To Richard Ford: I Named a Campsite ‘Montana’
I’ve known about Richard Ford’s soft spot for Canada for a long time. Years ago, when I heard him read at the International Festival of Authors, he followed two Canadian writers (Joseph Boyden and another whose name I can’t remember). As the only non-Canuck in the bunch, Ford had the host mention in the introduction that the Mississippi-born author wasn’t Canadian…yet.
And then there are the mostly flattering words by Frank Bascombe, the main character of Ford’s 1995 novel Independence Day:
The Canadians are now bustling into the lobby, elbowing each other and yucking it up like hockey fans—men and women alike. They are big, healthy, happy, well-adjusted white people who aren’t about to miss any meals or get dressed up for no good reason. They break off into pairs and threes, guys and gals, and go yodeling off through the metal double doors to the rest rooms. (The best all-around Americans, in my view, are Canadians. I, in fact, should think of moving there, since it has all the good qualities of the states and almost none of the bad, plus cradle-to-grave health care and a faction of the murders we generate. An attractive retirement waits just beyond the forty-ninth parallel.)
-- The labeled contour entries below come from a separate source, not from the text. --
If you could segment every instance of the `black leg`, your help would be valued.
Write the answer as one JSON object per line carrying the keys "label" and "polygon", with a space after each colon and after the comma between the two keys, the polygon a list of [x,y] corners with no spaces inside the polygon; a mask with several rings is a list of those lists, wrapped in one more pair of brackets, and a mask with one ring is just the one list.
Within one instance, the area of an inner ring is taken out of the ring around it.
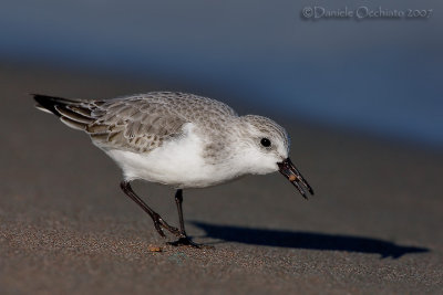
{"label": "black leg", "polygon": [[154,226],[157,230],[157,232],[159,233],[159,235],[162,236],[166,236],[165,233],[162,230],[162,226],[164,229],[166,229],[167,231],[169,231],[171,233],[175,234],[178,238],[182,238],[182,231],[171,226],[169,224],[166,223],[166,221],[164,221],[162,219],[162,217],[156,213],[154,210],[152,210],[131,188],[130,181],[123,180],[120,183],[120,187],[122,188],[122,190],[124,191],[124,193],[126,193],[127,197],[130,197],[134,202],[136,202],[154,221]]}
{"label": "black leg", "polygon": [[171,242],[168,244],[171,245],[188,245],[188,246],[194,246],[194,247],[209,247],[206,245],[200,245],[194,243],[189,236],[187,236],[186,231],[185,231],[185,222],[183,219],[183,209],[182,209],[182,203],[183,203],[183,190],[178,189],[175,192],[175,203],[177,204],[177,211],[178,211],[178,220],[179,220],[179,239],[175,242]]}
{"label": "black leg", "polygon": [[185,221],[183,220],[183,209],[182,209],[182,203],[183,203],[183,190],[178,189],[175,192],[175,203],[177,204],[177,211],[178,211],[178,221],[181,225],[181,238],[186,238],[186,231],[185,231]]}

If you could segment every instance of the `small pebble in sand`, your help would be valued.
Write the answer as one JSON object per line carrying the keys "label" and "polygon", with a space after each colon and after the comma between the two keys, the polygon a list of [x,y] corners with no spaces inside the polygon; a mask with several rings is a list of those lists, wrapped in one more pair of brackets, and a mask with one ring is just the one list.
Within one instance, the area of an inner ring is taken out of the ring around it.
{"label": "small pebble in sand", "polygon": [[161,246],[155,246],[155,245],[150,245],[148,246],[151,252],[162,252],[162,247]]}

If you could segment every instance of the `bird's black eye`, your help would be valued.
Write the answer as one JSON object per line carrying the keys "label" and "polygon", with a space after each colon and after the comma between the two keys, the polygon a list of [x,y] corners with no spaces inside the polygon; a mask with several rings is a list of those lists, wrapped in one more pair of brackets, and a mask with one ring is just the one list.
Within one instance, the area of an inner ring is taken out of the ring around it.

So, even before I read Ford’s explanation for naming his most recent novel Canada, I wasn’t surprised by the title. But I was keen on another bit of silly geographical serendipity involving me and the novel. Before the main character, Dell Parsons, is taken to Saskatchewan, he calls Great Falls, Montana his home. On a canoe trip in 2009, I named a campsite Montana.
My reasons for naming a plot you can only get to by canoe after a northern U.S. state are similar, but slightly less high-minded, than Ford’s use of our country’s name. Like Ford, the sound of the word resonates with me. (“‘Canada’ was such an attractive word to me,” Ford writes. “It had always possessed its own pleasing sonority.”) “Montana’s” sonority came to me via Frank Zappa. His eponymous song is a freaky idyll of dental hygiene and agriculture. Within the Zappa zaniness is a chorus with a languid “Movin’ to Montana soon.” “Montana” is a word you can draw out to evoke wide vistas and total chill. No big-city franticness in Montana. No sir.
The Montana campsite is on a point on Archer Bay, in Ragged Lake, Algonquin Park. Martha and I stayed there on the last night of our canoe trip at the end of that June. It was a trip with nice weather, no mishaps, but serious bugs. We didn’t linger on any of the portages and, once the sun went down in the evenings, we found respite in our tent from mosquitoes, which seemed particularly bad that year. The Ragged Lake site was high on that point of land, so it was breezy and the spaced-out pines didn’t offer the bugs any shelter from the wind. Martha put up her hammock. The site was just so chill and it reminded me of the only other connection I have with Montana: a picture I saw in some outdoor magazine, something such as explore or Outside.
The photo showed a state or national park. There were mountains in the background, which, yes, Ontario doesn’t have. But the forest was made up of evergreens that weren’t too dense. The forest looked easy to walk around in. Now, don’t get me wrong: Algonquin Park’s forests, Canadian Shield forests, are my forests. They are the ones I’d pick first out of nostalgia and loyalty. But Canadian Shield forests are hard to move around in. They are thick and dense and tend to scratch you. You can only move easily within them in winter on a pair of skis or snowshoes. But those Montana forests look easy: just the right amount of vegetation on the forest floor; trees never too close to one another. And while insects, like bad breath, tend not so show up very well in panoramic shots, you could just tell from that picture that there were no mosquitoes in Montana.
As I mentioned, my campsite christening isn’t as lofty as Ford’s novel naming. “Canada” is a point for the novelist from which he hoped to “find apt language for those complex, important feelings for which I otherwise didn’t have more than a conventional, simplistic, largely inherited vocabulary.” For me, “Montana” is a quirky way to buzz around my inherited vocabulary. Nothing I can hang a novel on, just a blog post.